Here’s Why Richard Branson Should Be Delta Airlines’ Biggest Fan
Last week, Passenger X arrived at the Orlando airport with a first-class e-ticket for New York City. At the airport, the ticket machine spat out a boarding pass for a seat in the back of coach. Why?
The plane, he was told, had been “downsized” from a large jet to a smaller one. There was no first-class section on the smaller plane, so all first-class passengers had been reassigned to coach.
Passenger X asked the Delta agent why the change had been made.
“Mechanical,” he was told.
Passenger X then asked when the change had been made, and wondered why Delta hadn’t phoned or e-mailed to alert passengers to the change — which would have given them time to perhaps fly first-class on a different airline.
The Delta agent responded that she did not know when the change had been made.
Passenger X flies frequently and tries to get work done on planes, so a first-class seat is far more desirable to him than a coach seat. He was disappointed with Delta’s change, but if they’d pulled a faulty jet out of the air — well, plainly, that was a good thing.
Once past security, he asked another Delta representative about the change. This agent, too, did not know when the plane swap had been made, but agreed that Delta should have alerted its first-class passengers. “You paid for the steak but you got the hamburger,” he said. This agent couldn’t have been kinder. He even offered to give Passenger X the customer service number at Delta so that he could arrange for a refund of the difference between the first-class fare and the coach fare.
To which Passenger X said: “Thank you, and no offense, but I’d be surprised — and further disappointed — if you weren’t already doing that on your own.” In other words, should the customer who pays for the steak and gets the hamburger then have to go scrambling himself to recover the price differential?
The Delta agent, still kind, acknowledged that yes, this too was not great Delta policy, but it was the best he could do.
At the gate, a third Delta agent, perhaps even kinder than the first two, looked at Passenger X’s boarding pass and offered to put an empty seat beside him. Very thoughtful! As it turned out, this was a pretty easy task, since the plane was only about 40 percent full, which made Passenger X wonder if the first Delta agent’s story — that the original plane was pulled for “mechanical” reasons — was even true. If the smaller plane was only 40 percent full, then the larger plane was probably only 20 percent full. As such, was it possible that Delta had changed planes because of an economic reason, and not a mechanical one?
Passenger X inquired as to this possibility, and was greeted with blank stares.
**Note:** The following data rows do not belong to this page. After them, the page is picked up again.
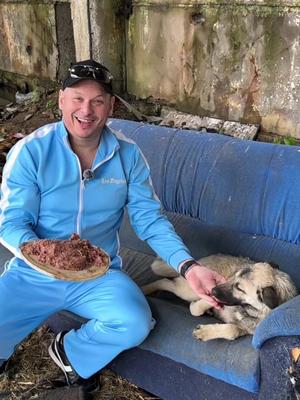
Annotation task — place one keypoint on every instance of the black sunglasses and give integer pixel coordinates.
(87, 71)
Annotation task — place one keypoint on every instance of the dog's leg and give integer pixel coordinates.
(161, 284)
(199, 307)
(218, 331)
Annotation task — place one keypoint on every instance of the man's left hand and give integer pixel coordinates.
(202, 280)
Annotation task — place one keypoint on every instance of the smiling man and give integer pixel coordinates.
(78, 176)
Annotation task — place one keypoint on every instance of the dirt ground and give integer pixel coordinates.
(31, 371)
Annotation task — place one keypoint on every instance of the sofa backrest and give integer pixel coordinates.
(225, 194)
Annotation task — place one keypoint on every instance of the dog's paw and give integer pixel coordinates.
(204, 332)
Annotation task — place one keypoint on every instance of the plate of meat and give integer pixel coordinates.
(73, 259)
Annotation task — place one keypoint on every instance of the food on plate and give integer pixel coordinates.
(73, 255)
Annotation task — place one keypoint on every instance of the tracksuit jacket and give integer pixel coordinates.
(45, 196)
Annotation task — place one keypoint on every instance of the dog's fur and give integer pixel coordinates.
(251, 291)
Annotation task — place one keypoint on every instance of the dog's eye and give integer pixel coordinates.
(239, 288)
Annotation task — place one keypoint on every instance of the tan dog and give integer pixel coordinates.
(252, 290)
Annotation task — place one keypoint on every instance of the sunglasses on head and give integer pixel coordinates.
(87, 71)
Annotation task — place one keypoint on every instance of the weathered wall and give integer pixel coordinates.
(230, 61)
(36, 40)
(237, 59)
(108, 37)
(28, 39)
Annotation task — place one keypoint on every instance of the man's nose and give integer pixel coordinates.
(86, 107)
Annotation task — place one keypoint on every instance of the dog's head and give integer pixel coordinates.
(257, 285)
He did learn, however, that the flight attendants had just flown down on this same plane, from New York to Orlando. At the very least, this meant that the smaller plane had been in service for quite a few hours, certainly enough time for Delta to let its first-class passengers know that their steak was now a hamburger.
In the end, the flight was fine. Two seats in coach are just as good as one seat in first class. But if it had been a jammed-to-the-roof flight, Passenger X would have been one sad puppy.
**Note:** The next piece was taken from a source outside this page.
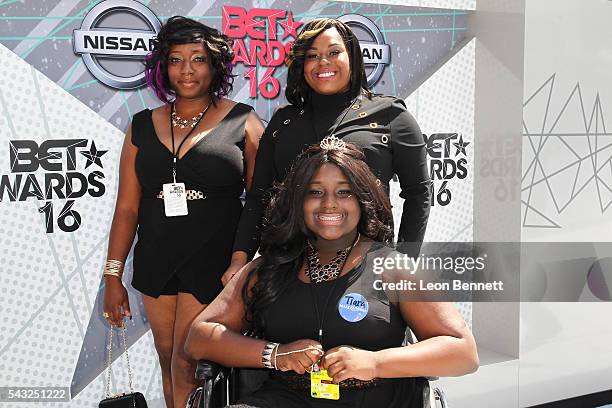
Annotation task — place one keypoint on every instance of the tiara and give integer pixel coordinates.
(332, 143)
I can confirm Passenger X’s story because Passenger X is me. Let’s rehearse what happened here:
1. Delta sold a premium good to a customer, then exchanged it, unannounced, for a standard good.
2. Delta stated that it did this because the premium good was damaged, or unsafe; but the observable evidence suggests that this may not in fact have been the case.
3. Delta left the responsibility of getting a refund to the customer.
What should the customer do in this case?
I will do my best to avoid flying Delta in the short term and possibly the long term. What’s interesting to note is that the Delta employees in the airport were all as helpful as could be, but they were all hamstrung by company policy that they couldn’t control.
What does this suggest about the state of the U.S. airline industry?
It’s probably not a good idea for airline companies to alienate their few premium-paying customers, since those tickets help subsidize the very low cost of the standard ticket. I am guessing that the rush-to-the-bottom on airline ticket prices is the reason that so many people find airline travel so unappealing these days: people want cheap tickets — a coach ticket from New York to Orlando is probably cheaper than the cost of gas you’d need to make that trip by car — and they get the level of service that those tickets can buy.
Stories like this one are very good news, however, if you are in the VLJ (very light jet) business, since that is where business travelers are moving. It could also be good news for Richard Branson, who is on an all-business-class binge at the moment, and is rumored to be thinking about offering all-business-class flights in the U.S., the absence of which I have wondered about before on this blog.
For the record, let me say that as much as any of us may complain about airline travel –whether it’s sitting on a tarmac for hours or getting downgraded to coach — I still think the whole thing is a miracle.